Why do quant funds matter to retail investors? The fund model sounds promising, but can stock selection be safely left to a computer, no matter how robust? Since its inception in 2007, the Lotus Agile Fund has lost 21% compared with its benchmark Nifty’s loss of 12.7%.
That’s hardly encouraging. However, as a market watcher points out, it was the fund that performed badly, not the model. What most quant funds promise is to achieve alpha, a measure of a fund’s performance against its benchmark index. (Alpha is a measure of performance on a riskadjusted basis. Alpha takes the volatility or price risk of a mutual fund and compares its risk-adjusted performance to its benchmark index. The excess return of the fund relative to the benchmark index is a fund’s alpha.) “Quants take about half as much risk as non-quants and do not lose as much in the down years,” says Shastri.

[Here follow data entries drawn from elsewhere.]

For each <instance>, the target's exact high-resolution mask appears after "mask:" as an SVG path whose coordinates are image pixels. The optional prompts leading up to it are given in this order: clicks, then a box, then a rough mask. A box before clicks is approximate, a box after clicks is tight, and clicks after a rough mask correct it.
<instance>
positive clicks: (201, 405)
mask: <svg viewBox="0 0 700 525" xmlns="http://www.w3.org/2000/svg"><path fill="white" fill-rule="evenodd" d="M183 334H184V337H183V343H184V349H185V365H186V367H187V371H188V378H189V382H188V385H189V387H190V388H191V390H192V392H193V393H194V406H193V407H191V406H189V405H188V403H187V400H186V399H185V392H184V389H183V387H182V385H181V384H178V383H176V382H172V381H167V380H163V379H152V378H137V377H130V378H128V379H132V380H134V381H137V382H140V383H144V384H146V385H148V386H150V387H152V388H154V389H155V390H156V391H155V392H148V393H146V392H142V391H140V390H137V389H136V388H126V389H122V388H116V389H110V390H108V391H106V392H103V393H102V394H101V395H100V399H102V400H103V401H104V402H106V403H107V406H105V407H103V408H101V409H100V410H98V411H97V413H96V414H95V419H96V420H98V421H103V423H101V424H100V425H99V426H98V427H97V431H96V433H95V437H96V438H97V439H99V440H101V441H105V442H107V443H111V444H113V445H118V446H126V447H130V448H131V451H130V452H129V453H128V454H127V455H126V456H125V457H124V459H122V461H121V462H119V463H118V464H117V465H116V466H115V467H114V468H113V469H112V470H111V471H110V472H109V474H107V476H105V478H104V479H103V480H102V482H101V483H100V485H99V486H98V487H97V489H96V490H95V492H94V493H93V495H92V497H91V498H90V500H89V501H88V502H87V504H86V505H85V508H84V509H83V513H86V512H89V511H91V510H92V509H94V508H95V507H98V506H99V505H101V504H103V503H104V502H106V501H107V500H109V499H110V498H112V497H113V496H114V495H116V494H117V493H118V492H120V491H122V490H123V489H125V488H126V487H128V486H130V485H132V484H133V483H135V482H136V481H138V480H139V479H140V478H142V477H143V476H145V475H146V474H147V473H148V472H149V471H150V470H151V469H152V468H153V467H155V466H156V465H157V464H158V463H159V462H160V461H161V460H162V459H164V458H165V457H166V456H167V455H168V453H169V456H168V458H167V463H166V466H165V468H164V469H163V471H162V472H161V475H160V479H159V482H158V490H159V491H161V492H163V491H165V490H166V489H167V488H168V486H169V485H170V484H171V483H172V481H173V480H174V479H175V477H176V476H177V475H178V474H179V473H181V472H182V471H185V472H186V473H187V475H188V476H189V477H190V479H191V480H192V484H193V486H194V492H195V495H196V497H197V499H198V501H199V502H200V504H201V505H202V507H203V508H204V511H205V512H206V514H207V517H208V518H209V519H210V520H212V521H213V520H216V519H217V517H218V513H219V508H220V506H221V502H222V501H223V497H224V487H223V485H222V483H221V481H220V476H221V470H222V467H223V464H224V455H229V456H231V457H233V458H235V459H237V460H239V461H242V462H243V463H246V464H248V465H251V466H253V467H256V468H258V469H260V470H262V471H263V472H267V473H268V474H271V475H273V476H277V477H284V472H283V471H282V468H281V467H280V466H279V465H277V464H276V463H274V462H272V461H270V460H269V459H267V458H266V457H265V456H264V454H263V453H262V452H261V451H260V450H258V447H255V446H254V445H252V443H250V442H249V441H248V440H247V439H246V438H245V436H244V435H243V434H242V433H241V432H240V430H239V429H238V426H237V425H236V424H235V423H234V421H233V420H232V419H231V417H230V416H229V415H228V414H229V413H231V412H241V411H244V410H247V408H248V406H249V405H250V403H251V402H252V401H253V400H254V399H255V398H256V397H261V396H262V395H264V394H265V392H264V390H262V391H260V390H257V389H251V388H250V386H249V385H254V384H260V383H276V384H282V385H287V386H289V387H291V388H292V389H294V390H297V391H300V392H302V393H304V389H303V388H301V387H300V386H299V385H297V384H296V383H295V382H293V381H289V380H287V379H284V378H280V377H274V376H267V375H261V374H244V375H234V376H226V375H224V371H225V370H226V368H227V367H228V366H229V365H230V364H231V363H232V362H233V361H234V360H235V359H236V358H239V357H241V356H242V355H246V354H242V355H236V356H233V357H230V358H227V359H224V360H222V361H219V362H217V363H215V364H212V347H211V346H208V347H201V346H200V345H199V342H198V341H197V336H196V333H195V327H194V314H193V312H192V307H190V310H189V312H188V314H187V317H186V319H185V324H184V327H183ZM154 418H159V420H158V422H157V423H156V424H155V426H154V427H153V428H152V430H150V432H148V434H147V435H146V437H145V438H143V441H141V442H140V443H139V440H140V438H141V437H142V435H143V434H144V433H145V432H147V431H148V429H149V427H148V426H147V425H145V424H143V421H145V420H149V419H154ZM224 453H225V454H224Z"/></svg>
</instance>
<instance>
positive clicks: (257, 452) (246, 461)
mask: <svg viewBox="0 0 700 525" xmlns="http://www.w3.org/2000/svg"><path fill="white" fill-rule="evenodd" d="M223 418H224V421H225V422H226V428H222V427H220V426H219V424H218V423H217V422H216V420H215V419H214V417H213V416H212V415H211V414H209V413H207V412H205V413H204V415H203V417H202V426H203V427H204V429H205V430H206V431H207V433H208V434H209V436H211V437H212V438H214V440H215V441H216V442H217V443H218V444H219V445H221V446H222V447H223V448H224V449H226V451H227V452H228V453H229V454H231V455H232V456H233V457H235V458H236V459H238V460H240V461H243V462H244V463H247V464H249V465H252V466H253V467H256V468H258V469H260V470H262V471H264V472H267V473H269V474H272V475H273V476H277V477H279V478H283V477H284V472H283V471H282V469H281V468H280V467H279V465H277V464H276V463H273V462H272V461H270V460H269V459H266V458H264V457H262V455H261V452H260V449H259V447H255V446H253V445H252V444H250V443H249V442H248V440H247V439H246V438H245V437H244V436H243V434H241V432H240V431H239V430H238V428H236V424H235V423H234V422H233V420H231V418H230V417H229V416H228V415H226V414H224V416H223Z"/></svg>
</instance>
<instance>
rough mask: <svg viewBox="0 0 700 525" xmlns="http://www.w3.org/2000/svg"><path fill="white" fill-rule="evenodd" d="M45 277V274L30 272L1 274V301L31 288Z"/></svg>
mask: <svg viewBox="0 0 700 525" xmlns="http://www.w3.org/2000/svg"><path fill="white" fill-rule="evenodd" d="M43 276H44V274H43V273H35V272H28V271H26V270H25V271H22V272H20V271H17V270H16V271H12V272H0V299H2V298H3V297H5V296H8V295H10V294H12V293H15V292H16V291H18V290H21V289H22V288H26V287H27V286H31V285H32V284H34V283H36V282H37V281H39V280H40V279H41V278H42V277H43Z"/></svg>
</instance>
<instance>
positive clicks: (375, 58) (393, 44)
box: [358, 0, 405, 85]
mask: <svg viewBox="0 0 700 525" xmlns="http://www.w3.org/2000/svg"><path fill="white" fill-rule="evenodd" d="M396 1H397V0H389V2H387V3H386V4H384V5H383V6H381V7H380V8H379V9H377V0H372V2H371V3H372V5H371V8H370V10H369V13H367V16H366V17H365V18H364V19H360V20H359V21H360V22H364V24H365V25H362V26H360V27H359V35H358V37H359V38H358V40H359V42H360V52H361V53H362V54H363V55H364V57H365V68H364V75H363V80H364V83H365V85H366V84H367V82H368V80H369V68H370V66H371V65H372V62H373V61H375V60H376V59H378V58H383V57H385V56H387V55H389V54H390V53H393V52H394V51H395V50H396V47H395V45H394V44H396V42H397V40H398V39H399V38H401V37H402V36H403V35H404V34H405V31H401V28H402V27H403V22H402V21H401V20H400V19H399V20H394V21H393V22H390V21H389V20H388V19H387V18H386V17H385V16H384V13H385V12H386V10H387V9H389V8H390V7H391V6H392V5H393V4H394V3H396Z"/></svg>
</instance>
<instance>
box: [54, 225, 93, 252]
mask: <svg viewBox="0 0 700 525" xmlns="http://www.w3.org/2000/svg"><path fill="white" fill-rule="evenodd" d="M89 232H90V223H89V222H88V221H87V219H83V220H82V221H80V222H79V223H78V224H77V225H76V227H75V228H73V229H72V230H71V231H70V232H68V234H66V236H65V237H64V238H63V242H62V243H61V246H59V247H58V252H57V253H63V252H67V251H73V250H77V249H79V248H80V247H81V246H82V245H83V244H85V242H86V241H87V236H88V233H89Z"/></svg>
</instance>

The most obvious advantage of the quant model is that it can examine a much larger universe of stocks than human analysts. But this is something that is yet to take place. The four quant funds available consider stocks that are anyway from the better performing list. But once this model matures, it is possible some quant models will invest in more than 20 stocks from the 4,000-odd listed stocks on BSE based on fundamentals, valuation, momentum and risk. The potential of quant funds exists, but investors need to evolve for that to happen.
So, if you invest in a quant fund, how much of your portfolio should you allocate? According to experts, a mix of 60% exposure to diversified equity, 20% index and ETFs and another 20% to quant funds should be the ideal mix for an equity-based mutual fund portfolio. “The quant strategy will typically work if investors have a timeframe of at least one year,” says Shastri.